Василиса
Не люблю я ездить на верхней полке поезда, да ещё так долго! Мы с мамой едем в Пермь, на Урал. Дорога длинная, почти неделю займёт... За окнами поезда мелькают деревья, под стук колёс убегают дни 1971 года. На Урале только два времени года: зима и осень. А весна, как осень - дождливая, тёмная; лето, как осень - дождливое, и изредка пробивает лучом солнышко, а осень переходит в длинную зиму, - и всё сначала. Сейчас мы словно мчимся в холод от тепла, от света - во тьму.
До сих пор помню, как мы с бабулей ездили на её родной Урал в шестидесятые годы. У нас родня в Перми и далее, как веточки от ствола: и направо, и налево; и в той деревушке , и в этой; и на том берегу Камы, и на этом. Я и не всех-то знаю, но самые близкие - в Перми. Там живёт мамина сестра, красавица Нина со своей семьёй. К ней-то мы и едем.
Мама давно сюда не приезжала. Как уехала после войны, так и не вернулась. А в военные годы она здесь лес рубила, а потом отсюда ушла медсестрой на фронт. После войны забрала мою бабулю и уехала в тёплый Кишинёв - погреться душой от войны, да и телом, после холодного Урала.
Встреча с роднёй была очень радостной - так, что даже показалось, будто стало теплее и светлее на всём Урале. И вот сидим мы все за огромным столом- семья, да и только....

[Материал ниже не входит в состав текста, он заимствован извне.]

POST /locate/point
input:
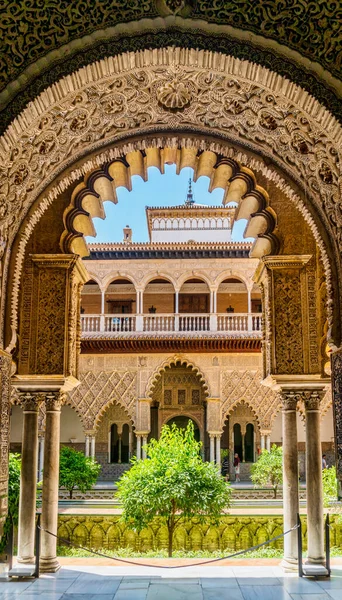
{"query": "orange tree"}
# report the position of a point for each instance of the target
(173, 483)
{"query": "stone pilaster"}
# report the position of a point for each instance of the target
(49, 340)
(48, 559)
(290, 477)
(5, 394)
(336, 382)
(314, 489)
(30, 402)
(290, 323)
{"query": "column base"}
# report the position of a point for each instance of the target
(315, 561)
(289, 564)
(26, 561)
(49, 565)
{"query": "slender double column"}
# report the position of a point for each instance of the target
(28, 477)
(314, 489)
(49, 520)
(290, 477)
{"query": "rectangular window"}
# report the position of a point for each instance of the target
(168, 397)
(181, 396)
(195, 397)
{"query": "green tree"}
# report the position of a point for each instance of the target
(329, 486)
(14, 467)
(268, 470)
(172, 483)
(77, 470)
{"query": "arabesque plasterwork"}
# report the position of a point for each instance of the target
(98, 390)
(245, 386)
(92, 109)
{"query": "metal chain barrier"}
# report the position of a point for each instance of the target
(138, 564)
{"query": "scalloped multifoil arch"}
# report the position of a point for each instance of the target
(217, 96)
(112, 400)
(244, 401)
(168, 363)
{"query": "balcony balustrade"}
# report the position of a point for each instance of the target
(233, 324)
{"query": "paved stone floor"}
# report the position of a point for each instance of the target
(193, 583)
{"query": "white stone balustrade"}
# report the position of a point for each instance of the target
(230, 323)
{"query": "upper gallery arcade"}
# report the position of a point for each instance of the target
(260, 119)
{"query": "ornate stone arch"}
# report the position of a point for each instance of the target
(246, 386)
(275, 110)
(115, 275)
(104, 408)
(156, 275)
(172, 362)
(198, 274)
(99, 389)
(246, 403)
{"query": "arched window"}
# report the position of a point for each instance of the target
(237, 440)
(249, 443)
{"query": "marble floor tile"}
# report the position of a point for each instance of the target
(174, 591)
(87, 597)
(331, 584)
(215, 582)
(259, 581)
(301, 585)
(261, 592)
(334, 594)
(222, 593)
(137, 594)
(309, 596)
(94, 584)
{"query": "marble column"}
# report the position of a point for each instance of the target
(290, 477)
(41, 443)
(28, 478)
(268, 442)
(119, 448)
(86, 445)
(218, 449)
(212, 448)
(144, 446)
(314, 489)
(49, 520)
(92, 447)
(138, 446)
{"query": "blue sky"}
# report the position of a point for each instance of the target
(160, 190)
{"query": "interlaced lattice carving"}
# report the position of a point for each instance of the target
(98, 390)
(238, 386)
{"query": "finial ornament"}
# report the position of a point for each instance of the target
(190, 197)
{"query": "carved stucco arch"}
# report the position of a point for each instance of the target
(170, 416)
(112, 401)
(232, 274)
(28, 147)
(158, 275)
(168, 363)
(101, 388)
(237, 181)
(236, 404)
(116, 276)
(246, 385)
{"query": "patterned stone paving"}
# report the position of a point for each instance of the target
(194, 583)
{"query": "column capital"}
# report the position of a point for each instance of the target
(53, 401)
(289, 399)
(31, 401)
(312, 399)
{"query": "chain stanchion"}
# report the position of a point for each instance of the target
(137, 564)
(37, 546)
(300, 546)
(327, 545)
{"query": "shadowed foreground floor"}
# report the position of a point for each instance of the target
(84, 582)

Я улыбалась и думала, какие они все милые и добрые, как они нас любят, как я их люблю. Но мне покоя не давала мысль: почему тогда, во время войны , когда моя мама с бабулей через всю страну из Черновиц на Урал пешком шли под бомбёжками и аж через три месяца дошли до своих пермских, они их не приняли! И пришлось ей, пятнадцатилетней девчонке, идти рубить лес.
Кoнечно, есть ответ: побоялись . Понять могу, принять - нет, не могу. Мой дед - немец. В Первую Мировую войну всех пленных немцев ссылали на Урал и в Сибирь. Попал туда и мой дед - молодой парнишка. Пленных деревенские подкармливали, вот и бабуля моя носила им еду. Так они и познакомились. Дед увлекся коммунистическими идеями, читал Маркса и был за Советы. А затем , пoсле войны, спустя время, женился на своей Шурке, моей бабуле, и увез её далеко-далеко - аж в Черновцы, тогдашнюю Румынию .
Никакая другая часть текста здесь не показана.